The industry has set a target for white LEDs to reach 150 lumens per watt (lm/W)
by the year 2012. The new SPE LEDs, under certain operating conditions, are able
to achieve more than 80 lm/W, compared to today's typical compact fluorescent
lamp at 60 lm/W and a typical incandescent lamp at 14 lm/W.
"As LED components improve in efficiency, SPE will further multiply those
improvements and help catapult the industry toward its goal," said Narendran.
"The possibility of solid-state lighting replacing traditional incandescent and
fluorescent lamps looks promising."
According to Narendran, his group is the first to use the SPE method to improve
white LED performance. The research was funded by the U.S. Department of
Energy's Building Technologies Program and the National Energy Technology
Laboratory through its competitive research and development program (cooperative
agreement no. DE-FC26-01NT41203), and is a collaborative effort with the
University of California, Santa Barbara.
The SPE research is published online in the journal physica status solidi (a),
published by John Wiley & Sons, and will be published in an upcoming print
edition of the journal.
Narendran joined Rensselaer's Lighting Research Center in 1996 and was named
director of research for the LRC in 1998. He is also an associate professor
within Rensselaer's School of Architecture. Narendran earned a doctorate in
physics in 1991 and a master's in physics in 1987 from the University of Rhode
Island, and a bachelor's in physics in 1983 from the University of Peradeniya,
LEDs are made of semiconductor chips and emit light when a current passes
through them. LED lighting offers many benefits, including safety, flexibility
and light quality.

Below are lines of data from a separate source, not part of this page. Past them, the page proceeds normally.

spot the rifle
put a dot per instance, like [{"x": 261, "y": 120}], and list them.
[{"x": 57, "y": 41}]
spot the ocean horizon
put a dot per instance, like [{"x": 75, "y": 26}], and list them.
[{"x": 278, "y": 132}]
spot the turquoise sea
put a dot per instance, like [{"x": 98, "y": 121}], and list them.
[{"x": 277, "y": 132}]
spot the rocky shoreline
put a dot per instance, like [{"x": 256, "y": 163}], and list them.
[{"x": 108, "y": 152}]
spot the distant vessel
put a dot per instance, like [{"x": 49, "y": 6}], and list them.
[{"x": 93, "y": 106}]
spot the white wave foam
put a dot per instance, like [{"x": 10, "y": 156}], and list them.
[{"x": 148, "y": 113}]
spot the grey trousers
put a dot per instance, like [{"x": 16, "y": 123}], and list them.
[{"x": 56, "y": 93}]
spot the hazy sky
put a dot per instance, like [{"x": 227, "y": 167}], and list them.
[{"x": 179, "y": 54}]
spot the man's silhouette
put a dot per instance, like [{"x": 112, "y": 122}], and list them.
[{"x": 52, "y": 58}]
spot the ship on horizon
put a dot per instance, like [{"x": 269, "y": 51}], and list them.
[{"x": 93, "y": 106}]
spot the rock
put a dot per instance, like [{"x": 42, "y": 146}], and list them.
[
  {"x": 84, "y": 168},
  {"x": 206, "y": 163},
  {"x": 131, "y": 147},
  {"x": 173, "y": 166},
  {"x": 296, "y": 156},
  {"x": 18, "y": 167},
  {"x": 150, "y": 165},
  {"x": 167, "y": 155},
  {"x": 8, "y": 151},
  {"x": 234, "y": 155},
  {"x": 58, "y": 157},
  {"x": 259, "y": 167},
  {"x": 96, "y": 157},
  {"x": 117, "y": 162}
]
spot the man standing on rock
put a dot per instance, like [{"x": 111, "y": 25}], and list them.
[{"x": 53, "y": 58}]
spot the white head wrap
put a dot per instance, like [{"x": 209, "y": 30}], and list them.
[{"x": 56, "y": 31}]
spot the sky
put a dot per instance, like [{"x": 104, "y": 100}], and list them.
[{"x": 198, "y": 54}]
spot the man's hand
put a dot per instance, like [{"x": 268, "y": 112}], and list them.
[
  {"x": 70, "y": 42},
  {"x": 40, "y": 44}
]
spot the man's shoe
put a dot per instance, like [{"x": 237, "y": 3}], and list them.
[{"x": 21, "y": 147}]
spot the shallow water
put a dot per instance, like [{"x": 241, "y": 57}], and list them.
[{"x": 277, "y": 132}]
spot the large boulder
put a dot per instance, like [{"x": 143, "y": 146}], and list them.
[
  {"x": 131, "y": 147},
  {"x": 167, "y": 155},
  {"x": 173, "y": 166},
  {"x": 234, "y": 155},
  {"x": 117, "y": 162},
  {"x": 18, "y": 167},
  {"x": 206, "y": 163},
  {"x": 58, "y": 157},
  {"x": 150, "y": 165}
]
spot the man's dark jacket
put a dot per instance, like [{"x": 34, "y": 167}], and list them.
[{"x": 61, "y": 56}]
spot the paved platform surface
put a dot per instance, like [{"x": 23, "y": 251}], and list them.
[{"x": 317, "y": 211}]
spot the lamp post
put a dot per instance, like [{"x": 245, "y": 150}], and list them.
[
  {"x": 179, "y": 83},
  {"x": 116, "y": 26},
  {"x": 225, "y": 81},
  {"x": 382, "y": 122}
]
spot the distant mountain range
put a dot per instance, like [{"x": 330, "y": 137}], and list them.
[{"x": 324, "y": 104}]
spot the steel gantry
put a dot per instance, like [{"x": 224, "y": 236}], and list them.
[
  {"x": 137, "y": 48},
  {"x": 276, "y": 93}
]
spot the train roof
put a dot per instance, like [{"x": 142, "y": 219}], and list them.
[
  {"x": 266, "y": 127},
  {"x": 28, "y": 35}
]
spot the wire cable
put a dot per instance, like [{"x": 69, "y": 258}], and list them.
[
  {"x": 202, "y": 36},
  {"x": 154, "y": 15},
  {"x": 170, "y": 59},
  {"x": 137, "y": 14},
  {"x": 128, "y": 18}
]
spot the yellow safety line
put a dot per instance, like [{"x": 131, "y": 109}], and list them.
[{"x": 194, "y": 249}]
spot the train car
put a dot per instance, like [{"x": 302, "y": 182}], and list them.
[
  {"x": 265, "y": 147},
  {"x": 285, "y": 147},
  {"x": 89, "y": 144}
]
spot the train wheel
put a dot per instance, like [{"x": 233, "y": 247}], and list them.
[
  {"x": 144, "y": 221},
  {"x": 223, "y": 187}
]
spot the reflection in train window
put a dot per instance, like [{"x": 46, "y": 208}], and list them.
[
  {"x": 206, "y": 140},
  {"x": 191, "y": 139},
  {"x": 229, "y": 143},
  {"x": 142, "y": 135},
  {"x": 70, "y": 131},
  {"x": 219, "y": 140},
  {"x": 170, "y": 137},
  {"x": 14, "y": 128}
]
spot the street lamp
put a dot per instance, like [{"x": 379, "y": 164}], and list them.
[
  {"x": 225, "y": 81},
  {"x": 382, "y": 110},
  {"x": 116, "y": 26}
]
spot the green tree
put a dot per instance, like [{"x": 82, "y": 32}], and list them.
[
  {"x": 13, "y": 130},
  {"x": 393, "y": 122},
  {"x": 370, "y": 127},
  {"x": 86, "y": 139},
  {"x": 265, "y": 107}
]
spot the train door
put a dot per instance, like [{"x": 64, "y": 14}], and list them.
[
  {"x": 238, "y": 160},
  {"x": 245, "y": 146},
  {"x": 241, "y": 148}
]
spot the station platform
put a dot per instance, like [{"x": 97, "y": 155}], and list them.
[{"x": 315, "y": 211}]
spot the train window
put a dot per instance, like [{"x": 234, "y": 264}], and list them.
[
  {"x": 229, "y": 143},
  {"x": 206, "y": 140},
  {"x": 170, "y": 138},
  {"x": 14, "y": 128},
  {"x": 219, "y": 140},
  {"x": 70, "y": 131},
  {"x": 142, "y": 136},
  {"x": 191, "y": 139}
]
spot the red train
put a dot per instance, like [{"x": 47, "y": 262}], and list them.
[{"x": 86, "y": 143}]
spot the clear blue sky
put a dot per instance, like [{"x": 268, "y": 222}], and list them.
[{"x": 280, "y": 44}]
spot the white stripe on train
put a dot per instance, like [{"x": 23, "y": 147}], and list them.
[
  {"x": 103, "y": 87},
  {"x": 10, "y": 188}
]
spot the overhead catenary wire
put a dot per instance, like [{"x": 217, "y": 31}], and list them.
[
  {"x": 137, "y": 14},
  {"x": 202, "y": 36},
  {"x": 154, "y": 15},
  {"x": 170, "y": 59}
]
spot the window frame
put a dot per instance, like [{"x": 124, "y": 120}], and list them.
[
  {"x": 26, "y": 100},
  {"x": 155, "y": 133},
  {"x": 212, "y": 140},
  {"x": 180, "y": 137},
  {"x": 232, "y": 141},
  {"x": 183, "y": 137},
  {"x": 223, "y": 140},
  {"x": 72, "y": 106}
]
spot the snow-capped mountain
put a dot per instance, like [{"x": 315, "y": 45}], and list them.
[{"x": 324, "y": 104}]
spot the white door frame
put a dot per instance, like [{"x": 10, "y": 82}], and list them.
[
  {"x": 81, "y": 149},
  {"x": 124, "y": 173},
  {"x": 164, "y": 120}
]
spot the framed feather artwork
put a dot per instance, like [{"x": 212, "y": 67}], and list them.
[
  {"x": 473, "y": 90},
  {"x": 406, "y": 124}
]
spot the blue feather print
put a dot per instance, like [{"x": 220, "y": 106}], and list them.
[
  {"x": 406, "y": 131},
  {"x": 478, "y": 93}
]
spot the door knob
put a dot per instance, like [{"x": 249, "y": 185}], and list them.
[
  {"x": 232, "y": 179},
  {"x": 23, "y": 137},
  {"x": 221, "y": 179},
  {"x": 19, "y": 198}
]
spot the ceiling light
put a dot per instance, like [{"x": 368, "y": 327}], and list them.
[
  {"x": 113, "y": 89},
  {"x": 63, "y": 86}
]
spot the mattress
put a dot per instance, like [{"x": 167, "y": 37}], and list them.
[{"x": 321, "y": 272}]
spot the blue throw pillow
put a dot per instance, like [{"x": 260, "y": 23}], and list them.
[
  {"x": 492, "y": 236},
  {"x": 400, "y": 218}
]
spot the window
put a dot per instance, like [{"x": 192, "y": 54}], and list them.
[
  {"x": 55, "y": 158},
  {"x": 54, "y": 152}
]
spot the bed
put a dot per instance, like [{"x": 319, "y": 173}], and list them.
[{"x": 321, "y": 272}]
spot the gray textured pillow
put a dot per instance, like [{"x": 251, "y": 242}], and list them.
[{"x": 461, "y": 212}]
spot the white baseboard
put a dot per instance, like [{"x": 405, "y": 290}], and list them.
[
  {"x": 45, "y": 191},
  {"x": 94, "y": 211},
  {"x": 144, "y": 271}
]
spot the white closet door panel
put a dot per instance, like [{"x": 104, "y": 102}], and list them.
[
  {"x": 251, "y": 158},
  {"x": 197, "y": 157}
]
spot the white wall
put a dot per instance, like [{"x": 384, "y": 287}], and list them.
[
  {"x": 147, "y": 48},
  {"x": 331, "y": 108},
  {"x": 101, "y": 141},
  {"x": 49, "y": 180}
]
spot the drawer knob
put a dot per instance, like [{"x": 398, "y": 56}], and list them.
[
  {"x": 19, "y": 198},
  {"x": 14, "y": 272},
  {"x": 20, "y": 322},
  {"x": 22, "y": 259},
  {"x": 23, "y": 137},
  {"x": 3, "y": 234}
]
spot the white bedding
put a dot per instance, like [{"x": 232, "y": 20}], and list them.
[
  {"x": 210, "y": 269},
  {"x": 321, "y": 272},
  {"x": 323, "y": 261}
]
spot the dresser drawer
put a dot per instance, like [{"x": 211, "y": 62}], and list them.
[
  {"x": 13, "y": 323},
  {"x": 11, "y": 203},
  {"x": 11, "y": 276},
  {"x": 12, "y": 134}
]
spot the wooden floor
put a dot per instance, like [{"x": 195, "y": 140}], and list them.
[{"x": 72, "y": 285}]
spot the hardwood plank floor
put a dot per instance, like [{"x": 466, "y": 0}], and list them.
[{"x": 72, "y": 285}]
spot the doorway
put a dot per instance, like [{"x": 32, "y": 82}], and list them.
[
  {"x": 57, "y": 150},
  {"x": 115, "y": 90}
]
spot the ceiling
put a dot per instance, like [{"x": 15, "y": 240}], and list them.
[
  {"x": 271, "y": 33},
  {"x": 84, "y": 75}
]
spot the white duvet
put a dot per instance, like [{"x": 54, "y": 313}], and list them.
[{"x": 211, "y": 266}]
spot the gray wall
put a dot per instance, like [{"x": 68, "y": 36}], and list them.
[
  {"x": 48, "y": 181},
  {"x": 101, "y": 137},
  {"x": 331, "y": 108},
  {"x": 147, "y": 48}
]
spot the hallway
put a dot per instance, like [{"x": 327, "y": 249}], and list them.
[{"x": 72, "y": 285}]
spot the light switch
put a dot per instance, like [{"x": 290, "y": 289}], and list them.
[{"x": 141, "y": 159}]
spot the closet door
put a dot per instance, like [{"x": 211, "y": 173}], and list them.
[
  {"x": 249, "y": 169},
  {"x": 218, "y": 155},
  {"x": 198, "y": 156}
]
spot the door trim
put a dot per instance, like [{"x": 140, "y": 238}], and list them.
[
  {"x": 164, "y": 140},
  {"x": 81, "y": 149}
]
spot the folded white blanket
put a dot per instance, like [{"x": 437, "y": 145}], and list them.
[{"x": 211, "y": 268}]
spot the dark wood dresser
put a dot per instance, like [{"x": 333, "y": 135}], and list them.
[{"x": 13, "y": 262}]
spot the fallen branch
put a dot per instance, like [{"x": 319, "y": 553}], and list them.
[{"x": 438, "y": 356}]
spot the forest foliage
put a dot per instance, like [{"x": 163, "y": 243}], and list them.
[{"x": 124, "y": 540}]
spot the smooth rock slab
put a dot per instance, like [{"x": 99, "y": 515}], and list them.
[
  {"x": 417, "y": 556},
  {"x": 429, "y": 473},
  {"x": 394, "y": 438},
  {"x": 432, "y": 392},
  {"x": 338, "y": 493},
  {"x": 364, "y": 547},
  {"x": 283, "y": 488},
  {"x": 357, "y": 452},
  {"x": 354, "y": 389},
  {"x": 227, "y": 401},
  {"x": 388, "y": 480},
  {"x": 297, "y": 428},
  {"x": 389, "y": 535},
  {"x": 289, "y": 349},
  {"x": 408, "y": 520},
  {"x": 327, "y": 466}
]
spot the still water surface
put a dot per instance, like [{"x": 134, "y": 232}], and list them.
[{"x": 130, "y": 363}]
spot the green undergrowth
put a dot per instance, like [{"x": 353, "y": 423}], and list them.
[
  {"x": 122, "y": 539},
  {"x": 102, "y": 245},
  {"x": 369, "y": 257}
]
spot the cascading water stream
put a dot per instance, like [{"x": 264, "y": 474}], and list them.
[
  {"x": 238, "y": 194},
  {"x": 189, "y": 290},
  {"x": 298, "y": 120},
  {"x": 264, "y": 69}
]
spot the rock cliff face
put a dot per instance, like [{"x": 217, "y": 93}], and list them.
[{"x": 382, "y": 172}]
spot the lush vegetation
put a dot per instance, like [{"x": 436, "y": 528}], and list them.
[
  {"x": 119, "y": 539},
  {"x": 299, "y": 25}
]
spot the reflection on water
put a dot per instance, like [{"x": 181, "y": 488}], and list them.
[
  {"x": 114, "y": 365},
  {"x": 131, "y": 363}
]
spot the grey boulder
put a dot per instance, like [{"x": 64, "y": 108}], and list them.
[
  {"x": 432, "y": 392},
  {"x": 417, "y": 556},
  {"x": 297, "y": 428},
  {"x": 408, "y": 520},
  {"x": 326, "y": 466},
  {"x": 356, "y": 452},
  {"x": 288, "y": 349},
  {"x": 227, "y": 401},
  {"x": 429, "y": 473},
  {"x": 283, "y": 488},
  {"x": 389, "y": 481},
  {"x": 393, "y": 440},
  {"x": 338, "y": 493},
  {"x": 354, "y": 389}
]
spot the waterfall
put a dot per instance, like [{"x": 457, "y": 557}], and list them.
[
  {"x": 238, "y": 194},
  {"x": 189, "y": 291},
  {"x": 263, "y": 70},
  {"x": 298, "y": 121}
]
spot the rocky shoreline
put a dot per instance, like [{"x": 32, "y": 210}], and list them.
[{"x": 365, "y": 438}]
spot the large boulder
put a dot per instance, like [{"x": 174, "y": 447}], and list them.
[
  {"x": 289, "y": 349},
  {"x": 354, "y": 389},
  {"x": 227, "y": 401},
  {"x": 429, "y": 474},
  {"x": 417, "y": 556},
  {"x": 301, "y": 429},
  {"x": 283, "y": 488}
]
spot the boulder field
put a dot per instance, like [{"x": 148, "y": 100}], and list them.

Since LED lighting systems have proved to be very effective
in applications where brightness, visibility and long-life are important, they
were typically used for exit signs and traffic signals, and then applications
expanded to include small-area lighting.
Lighting applications that use light-emitting diodes are referred to as
solid-state lighting (SSL). According to the U.S. Department of Energy, by 2025,
SSL could displace general illumination light sources such as incandescent and
fluorescent lamps, decreasing national energy consumption for lighting by 29
To learn more about the ground-breaking SSL research taking place at the LRC,
visit its SSL Web site at http://www.lrc.rpi.edu/programs/solidstate/.
ABOUT THE U.S. DEPARTMENT OF ENERGY'S BUILDING TECHNOLOGIES PROGRAM
The goal of the U.S. Department of Energy's Building Technologies Lighting R&D
Program is to develop viable technologies having the technical potential to
conserve 50% of lighting consumption by 2010. The Program partners with
industry, utilities, universities, and research institutions to create energy
efficient lighting technologies in pursuit of this goal.
ABOUT THE LIGHTING RESEARCH CENTER
The Lighting Research Center (LRC) is part of Rensselaer Polytechnic Institute
of Troy, N.Y., and is the leading university-based research center devoted to
lighting. The LRC offers the world's premier graduate education in lighting,
including one- and two-year master's programs and a Ph.D. program. Since 1988
the LRC has built an international reputation as a reliable source for objective
information about lighting technologies, applications, and products. The LRC
also provides training programs for government agencies, utilities, contractors,
lighting designers, and other lighting professionals. Visit http://www.lrc.rpi.edu.
ABOUT RENSSELAER POLYTECHNIC INSTITUTE
Rensselaer Polytechnic Institute, founded in 1824, is the nation's oldest
technological university. The university offers bachelor's, master's, and
doctoral degrees in engineering, the sciences, information technology,
architecture, management, and the humanities and social sciences. Institute
programs serve undergraduates, graduate students, and working professionals
around the world. Rensselaer faculty are known for pre-eminence in research
conducted in a wide range of fields, with particular emphasis in biotechnology,
nanotechnology, information technology, and the media arts and technology. The
Institute is well known for its success in the transfer of technology from the
laboratory to the marketplace so that new discoveries and inventions benefit
human life, protect the environment, and strengthen economic development.